The Pitch: The history of folk horror is far richer and more expansive than is typically thought of by horror neophytes: More than The Wicker Man and Midsommar, folk horror has its roots all the way back to the 18th century and extends beyond the Anglocentric perspectives of ’70s British horror film fans. Director Kier-La Janisse knows this, and in Woodlands Dark and Days Bewitched, she’ll show you an entire syllabus’ worth of cinematic folk horror from across nations, time periods, and forms of media (folk horror exists on TV too!). And along the way, she demonstrates the sociopolitical anxieties that bring it forth from the deep — poverty, prejudice, and all.

The Unholy Trinity: “Folk horror is based on the juxtaposition between the prosaic and the uncanny,” says one of Janisse’s many talking-head experts throughout her gargantuan, three-plus-hour documentary, a statement which serves as the ultimate thesis for the film’s exploration of folk horror as a mode rather than a genre.
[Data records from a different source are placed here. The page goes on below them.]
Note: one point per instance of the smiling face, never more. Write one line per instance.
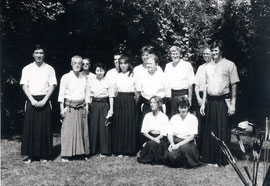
(175, 55)
(76, 64)
(151, 65)
(85, 64)
(216, 52)
(207, 55)
(39, 56)
(123, 65)
(100, 72)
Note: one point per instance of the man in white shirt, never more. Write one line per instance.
(38, 82)
(180, 75)
(220, 75)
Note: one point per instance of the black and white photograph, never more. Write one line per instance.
(135, 92)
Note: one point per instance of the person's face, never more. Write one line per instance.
(123, 65)
(144, 57)
(151, 65)
(38, 55)
(100, 72)
(175, 55)
(216, 53)
(76, 65)
(154, 105)
(207, 55)
(85, 64)
(116, 60)
(183, 111)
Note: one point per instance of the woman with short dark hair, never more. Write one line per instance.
(154, 128)
(183, 128)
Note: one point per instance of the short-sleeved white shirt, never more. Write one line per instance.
(155, 124)
(124, 82)
(183, 128)
(219, 76)
(72, 87)
(200, 77)
(139, 73)
(155, 85)
(180, 76)
(38, 79)
(101, 88)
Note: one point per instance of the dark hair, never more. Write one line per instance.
(158, 100)
(183, 102)
(38, 47)
(126, 59)
(100, 65)
(217, 43)
(147, 49)
(90, 62)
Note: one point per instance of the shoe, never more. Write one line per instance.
(27, 160)
(65, 160)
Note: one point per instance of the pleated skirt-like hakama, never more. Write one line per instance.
(185, 156)
(216, 120)
(74, 133)
(124, 125)
(153, 152)
(100, 135)
(37, 137)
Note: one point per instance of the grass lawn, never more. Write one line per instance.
(113, 170)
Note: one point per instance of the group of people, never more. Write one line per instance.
(127, 112)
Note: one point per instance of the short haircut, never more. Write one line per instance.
(126, 59)
(76, 57)
(100, 65)
(175, 48)
(38, 47)
(217, 43)
(157, 99)
(147, 49)
(183, 102)
(153, 56)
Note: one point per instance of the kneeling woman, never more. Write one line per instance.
(154, 128)
(73, 105)
(182, 131)
(101, 108)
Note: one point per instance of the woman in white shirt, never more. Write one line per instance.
(182, 131)
(154, 129)
(74, 99)
(101, 108)
(125, 115)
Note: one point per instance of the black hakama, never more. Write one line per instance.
(100, 136)
(185, 156)
(124, 125)
(153, 152)
(216, 120)
(37, 137)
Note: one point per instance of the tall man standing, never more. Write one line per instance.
(38, 82)
(220, 74)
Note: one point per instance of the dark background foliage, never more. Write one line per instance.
(97, 28)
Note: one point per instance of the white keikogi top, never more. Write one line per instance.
(155, 124)
(73, 88)
(38, 79)
(183, 128)
(179, 76)
(200, 77)
(101, 88)
(219, 76)
(154, 85)
(139, 73)
(124, 83)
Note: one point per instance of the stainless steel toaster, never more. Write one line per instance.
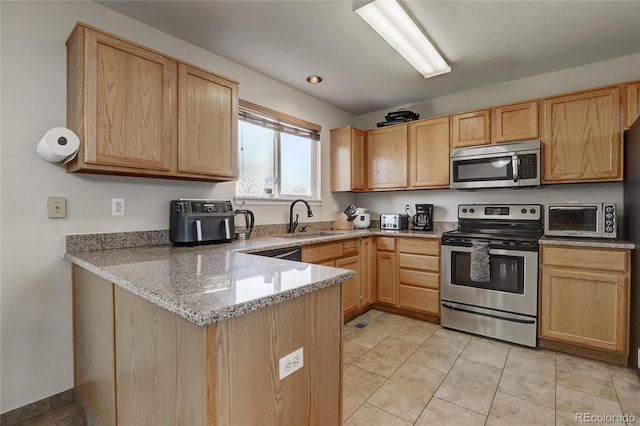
(394, 221)
(201, 222)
Folk horror, they compellingly argue, is an expression of our fears about the unknowns of small, isolated rural communities, the encroaching of the old religions upon a new age of reason, and the intrusion of chaos into our understanding of the now as The End of History. The English fears of the return of paganism dovetail nicely into New England-set horror’s nervousness about Puritan oppression, and so on.

Whether it’s the bedrocks of the genre — British horror flicks like Witchfinder General, Blood on Satan’s Claw, or the aforementioned Wicker Man — or newer titles like The Witch and La Llorona, Janisse encyclopedically establishes that newer societies have a morbid fascination with the barbarity that preceded them, and a fear that we’ll regress to those horrible times. And for tales concerning marginalized groups, folk horror becomes a way to explore and reckon with the colonialism and cultural erasure they’ve suffered for centuries at the hands of white imperialism. Candyman, after all, isn’t just about a man with a hook for a hand.

Killing Me Is Not Going to Bring Back Your Apples: Like other gargantuan genre-media docs of recent years like In Search of DarknessWoodlands Dark and Days Bewitched appeals less in its depth than its comprehensiveness. It’s a primer on the genre through and through, one meant to draw newcomers in with its tantalizing delights and draw you more fully into its spell. The host of critics, historians, and filmmakers interviewed (including Janisse herself at several points) never get much time to dig deeply into any one film, opting instead to offer a collage of dozens of folk horror offerings across time and national origin.

And yet, the approach is incredibly disarming and charming, thanks to some welcome macabre touches from Gothic poetry interstitials and Guy Maddin-assisted paper collage animation. (It’s also a neat little look into the living rooms of the kinds of people who tend to become horror historians, which often means a lot of ornate fireplaces.)

The Verdict: Sometimes Woodlands Dark and Days Bewitched suffers for its length and breadth. One gets the impression Janisse wouldn’t mind us taking breaks from time to time to jot down the laundry list of folk horror properties she’s gotten us primed to watch, and the chapter on global folk horror gets a little bloated the more we skip from country to country just to make sure we touch on almost every one (except African horror, hmm).

And yet, this is a three-hour documentary whose only problem is that it’s not even longer. Whether you’re a lifelong genre fiend or someone who just sampled Midsommar for the first time and needs another fix, Woodlands Dark and Days Bewitched is an absorbing academic exercise in the pedagogy of folk horror.